In practice there are some reasons to limit the job concurrency. For example, maybe you want to be polite to the cluster and not have hundreds of jobs waiting in the queue. Or you may be concerned about the resource consumption of Bpipe itself - internally it uses a thread and a few file handles for each concurrent job. Some cluster login nodes have very low limits for these and in those cases Bpipe will run out of file handles if it attempts to submit hundreds or thousands of jobs at the same time.

For your scenario, you'd probably need to set the -n value to the total number of cores available in the cluster. In fact, you might as well set it even higher, because the cluster queuing system is going to do the work of scheduling the jobs - Bpipe should just submit every job to the cluster as soon as it is ready to run and impose no concurrency control of its own.

gdevenyi commented 8 years ago

I indeed regularly run into the resource issues with the bpipe, so I need to limit it's threads quite a bit below what my cluster can support.
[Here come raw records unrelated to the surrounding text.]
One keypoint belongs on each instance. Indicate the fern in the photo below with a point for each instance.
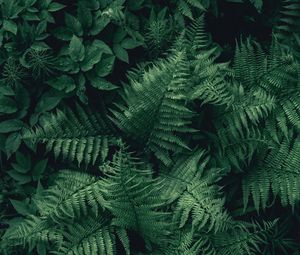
(91, 236)
(195, 194)
(73, 195)
(82, 136)
(185, 7)
(155, 113)
(278, 175)
(31, 232)
(133, 198)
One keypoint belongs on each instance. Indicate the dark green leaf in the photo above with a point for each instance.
(12, 143)
(23, 161)
(121, 53)
(63, 83)
(129, 43)
(20, 178)
(10, 26)
(7, 105)
(39, 169)
(53, 7)
(76, 49)
(10, 125)
(105, 66)
(102, 84)
(21, 207)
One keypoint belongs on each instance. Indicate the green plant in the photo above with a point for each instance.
(149, 127)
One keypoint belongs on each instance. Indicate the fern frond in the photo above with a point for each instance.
(278, 175)
(243, 239)
(91, 236)
(155, 112)
(196, 194)
(73, 195)
(132, 196)
(32, 231)
(82, 136)
(210, 83)
(185, 7)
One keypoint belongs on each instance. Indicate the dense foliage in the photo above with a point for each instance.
(150, 127)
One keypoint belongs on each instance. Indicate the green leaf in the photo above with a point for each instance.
(102, 84)
(63, 33)
(92, 57)
(63, 83)
(129, 43)
(10, 26)
(99, 25)
(73, 24)
(47, 103)
(20, 178)
(53, 7)
(85, 16)
(11, 125)
(7, 105)
(23, 161)
(21, 207)
(103, 47)
(12, 143)
(105, 66)
(39, 169)
(121, 53)
(76, 49)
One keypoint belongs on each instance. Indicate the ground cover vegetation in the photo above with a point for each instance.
(150, 127)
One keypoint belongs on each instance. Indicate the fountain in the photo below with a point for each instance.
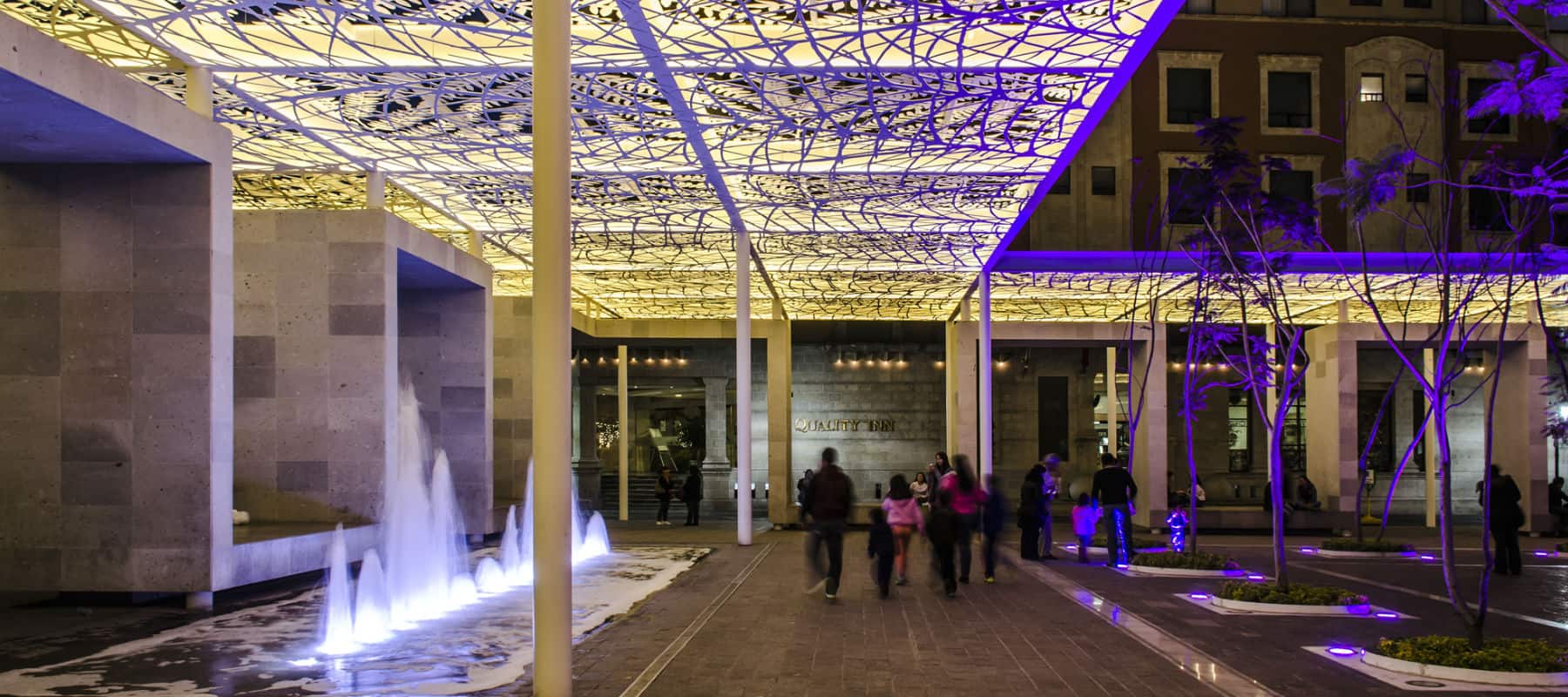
(422, 570)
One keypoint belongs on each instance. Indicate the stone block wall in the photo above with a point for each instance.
(443, 350)
(113, 293)
(314, 363)
(513, 389)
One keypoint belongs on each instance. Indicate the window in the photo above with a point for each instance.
(1103, 181)
(1491, 123)
(1416, 189)
(1415, 88)
(1294, 184)
(1289, 8)
(1187, 95)
(1371, 87)
(1487, 209)
(1291, 99)
(1187, 198)
(1064, 184)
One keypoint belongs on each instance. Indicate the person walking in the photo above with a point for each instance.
(921, 489)
(1029, 507)
(1085, 517)
(692, 491)
(1113, 491)
(966, 497)
(1050, 485)
(1505, 517)
(991, 522)
(882, 548)
(943, 528)
(827, 506)
(664, 491)
(903, 520)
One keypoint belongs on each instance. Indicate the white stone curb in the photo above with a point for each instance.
(1466, 675)
(1293, 610)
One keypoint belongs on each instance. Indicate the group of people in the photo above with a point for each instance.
(948, 506)
(687, 491)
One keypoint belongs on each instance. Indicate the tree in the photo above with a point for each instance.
(1242, 240)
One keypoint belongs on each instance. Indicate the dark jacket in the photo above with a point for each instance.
(693, 487)
(1113, 487)
(995, 515)
(1505, 497)
(830, 495)
(1031, 504)
(943, 526)
(880, 542)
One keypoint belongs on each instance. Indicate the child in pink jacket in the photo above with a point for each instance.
(1085, 517)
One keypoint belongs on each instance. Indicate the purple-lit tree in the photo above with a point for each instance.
(1242, 239)
(1476, 277)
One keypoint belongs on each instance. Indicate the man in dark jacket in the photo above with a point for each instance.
(1504, 520)
(827, 507)
(1113, 491)
(692, 491)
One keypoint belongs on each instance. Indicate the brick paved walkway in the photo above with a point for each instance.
(770, 639)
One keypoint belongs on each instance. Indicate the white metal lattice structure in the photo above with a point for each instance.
(877, 151)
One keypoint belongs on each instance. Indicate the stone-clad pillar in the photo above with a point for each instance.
(1333, 440)
(585, 464)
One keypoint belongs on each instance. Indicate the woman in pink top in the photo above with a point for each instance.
(903, 517)
(966, 498)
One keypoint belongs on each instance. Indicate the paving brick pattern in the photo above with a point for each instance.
(772, 639)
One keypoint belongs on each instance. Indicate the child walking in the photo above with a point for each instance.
(882, 550)
(1084, 520)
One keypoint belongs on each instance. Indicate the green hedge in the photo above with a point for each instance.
(1512, 655)
(1137, 542)
(1344, 544)
(1199, 559)
(1294, 593)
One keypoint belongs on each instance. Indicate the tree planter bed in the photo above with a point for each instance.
(1293, 610)
(1186, 572)
(1465, 675)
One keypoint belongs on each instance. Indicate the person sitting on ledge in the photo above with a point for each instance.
(1307, 495)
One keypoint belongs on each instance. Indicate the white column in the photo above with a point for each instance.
(625, 443)
(552, 348)
(1427, 369)
(985, 366)
(1112, 411)
(198, 90)
(744, 387)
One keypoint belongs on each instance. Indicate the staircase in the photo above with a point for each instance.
(639, 497)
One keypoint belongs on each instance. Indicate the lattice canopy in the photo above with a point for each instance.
(875, 150)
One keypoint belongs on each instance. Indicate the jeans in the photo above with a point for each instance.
(1507, 558)
(827, 532)
(1119, 538)
(901, 544)
(988, 552)
(1029, 540)
(966, 528)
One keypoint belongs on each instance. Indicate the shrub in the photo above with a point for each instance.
(1199, 559)
(1342, 544)
(1512, 655)
(1294, 593)
(1137, 542)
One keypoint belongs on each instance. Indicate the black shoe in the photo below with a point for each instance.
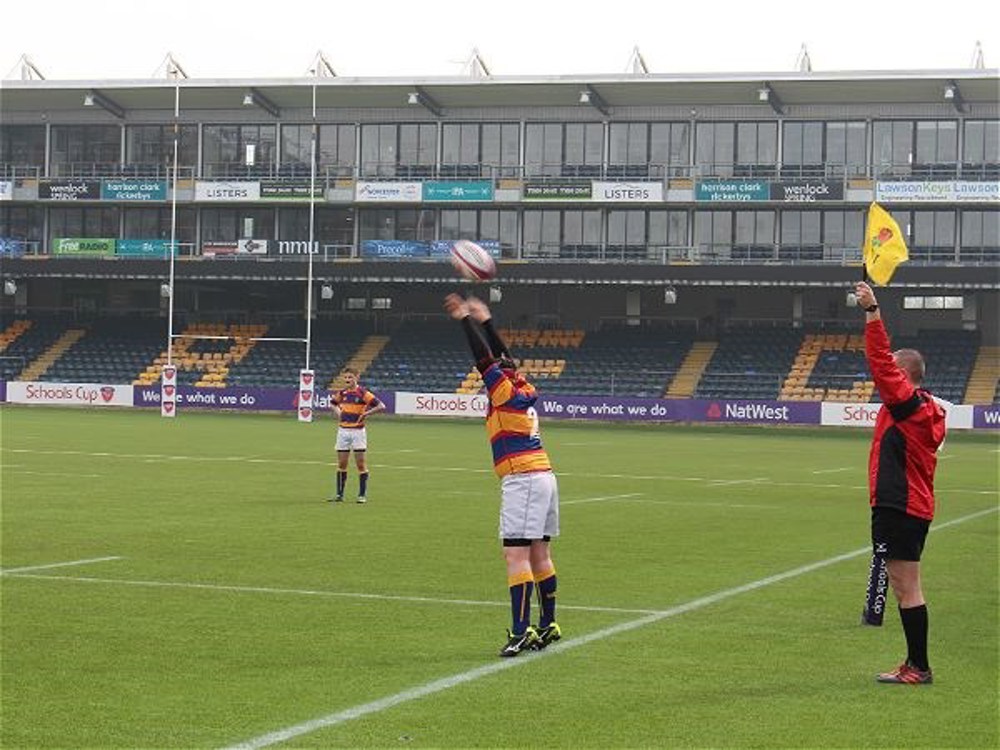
(548, 634)
(518, 643)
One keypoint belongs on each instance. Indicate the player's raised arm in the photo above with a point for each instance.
(480, 312)
(459, 310)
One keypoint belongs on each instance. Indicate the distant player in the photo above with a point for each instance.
(529, 508)
(351, 406)
(909, 429)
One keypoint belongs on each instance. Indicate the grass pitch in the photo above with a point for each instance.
(182, 583)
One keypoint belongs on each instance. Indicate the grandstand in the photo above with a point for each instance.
(688, 238)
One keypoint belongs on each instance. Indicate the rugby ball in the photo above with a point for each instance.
(472, 262)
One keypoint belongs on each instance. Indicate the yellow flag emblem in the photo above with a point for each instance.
(884, 247)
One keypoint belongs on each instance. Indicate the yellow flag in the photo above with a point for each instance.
(884, 247)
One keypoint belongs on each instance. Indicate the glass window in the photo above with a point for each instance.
(713, 229)
(152, 146)
(626, 228)
(757, 146)
(668, 228)
(937, 142)
(802, 145)
(714, 148)
(231, 224)
(892, 147)
(543, 149)
(90, 221)
(239, 150)
(801, 228)
(981, 144)
(85, 149)
(845, 147)
(754, 228)
(378, 150)
(21, 222)
(843, 229)
(337, 149)
(149, 223)
(501, 148)
(418, 148)
(22, 145)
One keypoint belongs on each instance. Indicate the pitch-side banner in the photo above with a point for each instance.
(628, 192)
(227, 191)
(388, 192)
(620, 409)
(952, 191)
(959, 417)
(69, 394)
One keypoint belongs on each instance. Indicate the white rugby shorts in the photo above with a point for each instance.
(352, 438)
(529, 506)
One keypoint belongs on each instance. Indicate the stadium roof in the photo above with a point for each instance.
(976, 87)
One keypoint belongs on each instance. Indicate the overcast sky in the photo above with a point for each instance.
(93, 39)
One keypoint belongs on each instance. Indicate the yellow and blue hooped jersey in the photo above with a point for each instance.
(512, 424)
(353, 402)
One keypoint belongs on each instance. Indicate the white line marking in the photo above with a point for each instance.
(53, 473)
(599, 499)
(467, 470)
(306, 592)
(727, 482)
(446, 683)
(11, 571)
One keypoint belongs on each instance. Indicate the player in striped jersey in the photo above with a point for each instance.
(351, 406)
(529, 508)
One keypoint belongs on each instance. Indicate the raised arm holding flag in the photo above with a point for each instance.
(884, 247)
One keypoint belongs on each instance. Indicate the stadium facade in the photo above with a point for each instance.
(637, 197)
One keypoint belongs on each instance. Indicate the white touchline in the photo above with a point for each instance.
(8, 571)
(307, 592)
(711, 481)
(446, 683)
(599, 499)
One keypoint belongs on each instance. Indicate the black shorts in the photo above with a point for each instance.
(900, 536)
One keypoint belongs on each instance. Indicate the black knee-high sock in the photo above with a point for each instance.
(915, 628)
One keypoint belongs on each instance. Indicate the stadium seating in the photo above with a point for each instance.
(430, 356)
(28, 340)
(750, 362)
(111, 350)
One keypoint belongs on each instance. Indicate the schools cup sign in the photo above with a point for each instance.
(168, 391)
(307, 390)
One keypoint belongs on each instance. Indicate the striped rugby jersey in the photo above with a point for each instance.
(512, 424)
(352, 403)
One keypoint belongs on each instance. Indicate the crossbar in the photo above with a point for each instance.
(227, 338)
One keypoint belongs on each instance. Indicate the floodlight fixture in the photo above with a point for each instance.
(423, 99)
(253, 98)
(95, 98)
(591, 97)
(767, 95)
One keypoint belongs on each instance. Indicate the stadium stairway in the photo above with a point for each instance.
(686, 380)
(12, 333)
(984, 378)
(796, 386)
(361, 360)
(36, 369)
(205, 369)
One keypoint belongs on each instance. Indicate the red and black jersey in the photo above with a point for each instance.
(909, 428)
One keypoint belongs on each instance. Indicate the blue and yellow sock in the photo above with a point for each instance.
(545, 583)
(521, 586)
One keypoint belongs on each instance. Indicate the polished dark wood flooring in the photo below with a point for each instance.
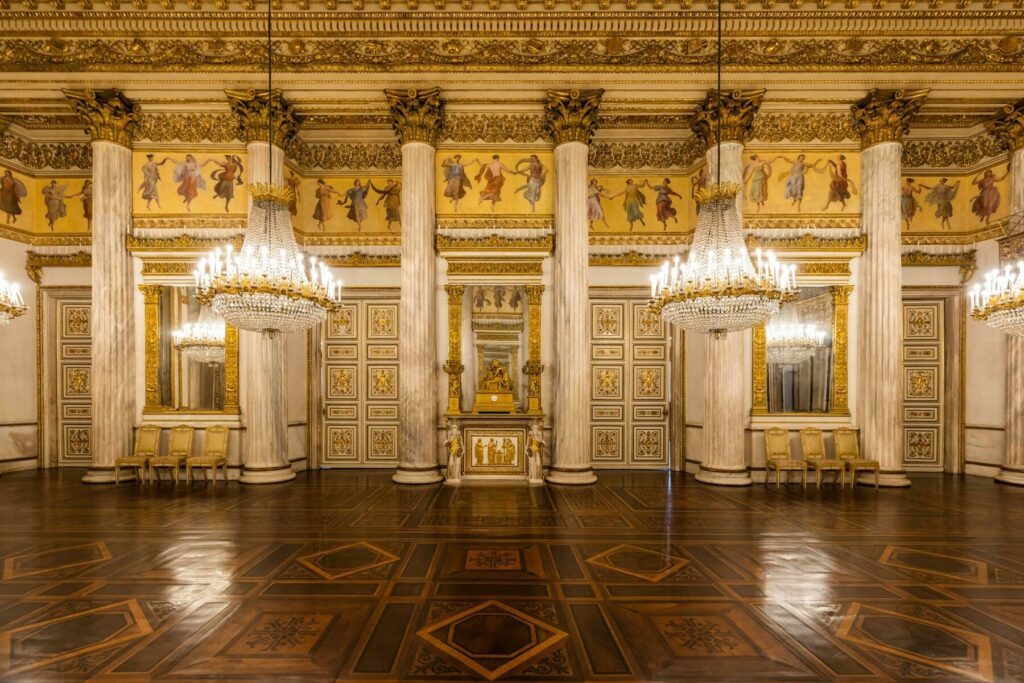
(344, 575)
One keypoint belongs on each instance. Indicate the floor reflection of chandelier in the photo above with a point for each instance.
(11, 304)
(718, 288)
(788, 341)
(203, 340)
(999, 301)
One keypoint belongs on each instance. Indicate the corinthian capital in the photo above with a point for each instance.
(734, 110)
(253, 109)
(108, 114)
(1008, 126)
(416, 115)
(570, 116)
(884, 116)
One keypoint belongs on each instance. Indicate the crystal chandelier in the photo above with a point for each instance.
(11, 303)
(202, 341)
(718, 289)
(999, 301)
(788, 341)
(267, 287)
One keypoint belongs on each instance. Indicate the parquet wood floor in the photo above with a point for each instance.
(344, 575)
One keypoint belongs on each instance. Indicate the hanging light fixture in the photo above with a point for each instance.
(788, 341)
(11, 303)
(718, 288)
(268, 286)
(203, 340)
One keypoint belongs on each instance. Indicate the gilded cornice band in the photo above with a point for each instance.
(252, 110)
(884, 116)
(733, 109)
(108, 114)
(416, 115)
(570, 116)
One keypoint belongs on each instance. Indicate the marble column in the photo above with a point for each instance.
(416, 117)
(1009, 129)
(262, 357)
(111, 120)
(882, 118)
(724, 461)
(570, 119)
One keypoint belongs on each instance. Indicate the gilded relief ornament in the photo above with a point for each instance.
(570, 116)
(884, 116)
(416, 115)
(736, 110)
(108, 114)
(252, 111)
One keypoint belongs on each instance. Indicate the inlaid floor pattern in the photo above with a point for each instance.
(344, 575)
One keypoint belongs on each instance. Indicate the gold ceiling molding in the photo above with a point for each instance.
(57, 156)
(653, 155)
(514, 53)
(966, 261)
(884, 116)
(950, 154)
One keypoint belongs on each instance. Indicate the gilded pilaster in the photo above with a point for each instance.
(454, 367)
(416, 115)
(736, 110)
(253, 111)
(570, 116)
(884, 116)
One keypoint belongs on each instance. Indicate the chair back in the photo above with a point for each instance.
(847, 446)
(180, 444)
(147, 441)
(215, 444)
(812, 443)
(777, 443)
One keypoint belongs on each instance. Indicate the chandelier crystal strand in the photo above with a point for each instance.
(999, 301)
(718, 288)
(202, 341)
(11, 303)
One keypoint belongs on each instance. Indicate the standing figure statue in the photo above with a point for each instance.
(535, 453)
(453, 474)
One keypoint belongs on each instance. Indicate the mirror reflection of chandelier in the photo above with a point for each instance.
(11, 303)
(788, 341)
(203, 340)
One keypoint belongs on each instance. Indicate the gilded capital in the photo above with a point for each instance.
(570, 116)
(1008, 126)
(884, 116)
(735, 109)
(108, 114)
(253, 111)
(416, 115)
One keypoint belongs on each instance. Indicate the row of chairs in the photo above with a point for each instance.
(146, 457)
(847, 458)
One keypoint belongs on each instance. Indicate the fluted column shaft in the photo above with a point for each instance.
(263, 368)
(725, 411)
(571, 463)
(882, 313)
(418, 350)
(1013, 461)
(113, 311)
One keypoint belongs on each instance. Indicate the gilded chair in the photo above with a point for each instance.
(778, 459)
(214, 453)
(178, 452)
(146, 446)
(812, 444)
(848, 450)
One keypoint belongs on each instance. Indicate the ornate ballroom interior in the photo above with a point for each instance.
(367, 340)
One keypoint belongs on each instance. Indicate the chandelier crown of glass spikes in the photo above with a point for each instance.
(203, 340)
(999, 300)
(11, 303)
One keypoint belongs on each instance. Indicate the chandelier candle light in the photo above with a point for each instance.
(999, 301)
(11, 303)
I'd be very much in favour of decoupling -n to allow for better specification of local vs cluster jobs.

gdevenyi commented 8 years ago

Hi,

I've recently run into some further issues with the "-n" confusion. I've implemented a system-load watchdog for the machines to keep an eye on crashes, but now, if I specify "-n" as the size of the cluster (~300 slots), bpipe spikes the local load since it also launches 300 processes, and the watchdog daemon triggers it's over-load condition and restarts the machine.

ssadedin commented 8 years ago

I agree about the need to decouple these. In the cluster environment it definitely becomes a problem for Bpipe to use so many threads. They should (nearly) all be idle, but just launching them at all can be a problem. Unfortunately it is fairly deep in the design at the moment that Bpipe is using a thread-per-parallel-branch. Moving to an asynchronous model (small thread pool asynchronously controlling and servicing large pool of parallel segments) is something I want to do - data is getting bigger and bigger, along with sample sizes, and cloud computing facilities mean that it's not out of the question that people rent clusters with thousands of nodes for an hour to get a job done fast. Bpipe should be able to scale to that without using tens of thousands of threads. However it's clearly one of those "bigger things" that will require some internal restructuring to get there.

gdevenyi commented 8 years ago

Ah, I see. That is indeed a big restructuring.

For now, I've greatly relaxed my short-term load average tests which seems to have resolved the startup issue.